Als es irgendwann Zeit wird, wieder ins Tal zurück zu kehren, zeigt sich der Sinn eines Schitages mit Schiern oder Rodel. Während ein flotte Abfahrt auf Schiern oder eine waghalsige Rodelfahrt einer Schneewanderin – Mitdenken und Rodel mitnehmen macht Sinn – Neid aufkommen lassen, müssen 3 Schneewanderer weiter bergauf, um dann mit dem Lift ins Tal zu kommen.

Ab dem Erreichen der Talstation ranken sich nur mehr Gerüchte darüber, was in der Seilbahnstuba, der letzten Station an diesem Tag, passiert. Denn der Autor verabschiedet sich hier diskret und überlässt den Ausklang der Fantasie.

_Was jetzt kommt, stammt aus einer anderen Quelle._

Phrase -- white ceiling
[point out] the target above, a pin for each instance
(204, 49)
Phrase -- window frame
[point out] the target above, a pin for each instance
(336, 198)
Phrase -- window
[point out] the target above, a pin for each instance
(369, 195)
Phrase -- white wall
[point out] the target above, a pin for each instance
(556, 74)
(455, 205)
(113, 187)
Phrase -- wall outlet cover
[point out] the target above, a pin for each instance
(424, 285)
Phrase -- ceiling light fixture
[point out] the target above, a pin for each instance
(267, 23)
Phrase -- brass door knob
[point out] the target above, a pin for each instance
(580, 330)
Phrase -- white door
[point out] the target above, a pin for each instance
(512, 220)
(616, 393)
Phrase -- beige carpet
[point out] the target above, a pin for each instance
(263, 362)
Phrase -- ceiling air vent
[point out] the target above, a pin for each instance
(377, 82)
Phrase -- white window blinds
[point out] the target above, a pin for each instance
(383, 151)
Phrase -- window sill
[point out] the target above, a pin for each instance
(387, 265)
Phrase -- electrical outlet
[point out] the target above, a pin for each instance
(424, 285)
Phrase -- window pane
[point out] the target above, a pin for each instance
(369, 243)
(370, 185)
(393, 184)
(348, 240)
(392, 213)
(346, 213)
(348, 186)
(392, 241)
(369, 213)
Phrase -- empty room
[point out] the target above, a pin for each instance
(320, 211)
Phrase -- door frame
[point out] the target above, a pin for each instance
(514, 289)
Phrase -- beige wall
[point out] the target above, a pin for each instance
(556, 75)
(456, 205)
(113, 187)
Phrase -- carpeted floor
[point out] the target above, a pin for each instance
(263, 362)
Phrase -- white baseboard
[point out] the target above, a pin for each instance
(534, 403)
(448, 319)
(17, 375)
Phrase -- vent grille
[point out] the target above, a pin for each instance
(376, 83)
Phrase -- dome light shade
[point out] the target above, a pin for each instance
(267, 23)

An dieser Stelle sei den Organisatoren, allen voran Uwe und Josef – Ihr sind die Beschta! -, allen Teilnehmern und dem ganzen Walsertal gedankt. Es war ein super Tag. Allen, die nicht teilgenommen haben, sei empfohlen, sich nicht vom Neid zerfressen zu lassen, sondern die Wiederholung nächstes Jahr zu forcieren.

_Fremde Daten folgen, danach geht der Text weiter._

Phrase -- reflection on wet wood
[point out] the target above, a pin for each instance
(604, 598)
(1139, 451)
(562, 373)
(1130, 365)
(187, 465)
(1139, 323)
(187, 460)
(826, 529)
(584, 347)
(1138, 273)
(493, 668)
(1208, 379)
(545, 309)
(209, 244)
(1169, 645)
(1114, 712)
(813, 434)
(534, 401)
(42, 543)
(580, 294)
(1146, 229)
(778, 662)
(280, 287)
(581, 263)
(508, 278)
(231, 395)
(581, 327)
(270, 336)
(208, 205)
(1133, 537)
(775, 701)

Wer mehr Details zu dem wunderbaren Tag erfahren möchte, möge sich doch nach der nächsten Probe mit einer Getränkespende an die Teilnehmer wenden. Allen männlichen und singfreudigen Nicht-Männerchörlern sei empfohlen, sich gleich zur nächsten Probe am kommenden Dienstag, 20.00 Uhr einzufinden. Dann entgeht ihnen zukünftig nichts mehr.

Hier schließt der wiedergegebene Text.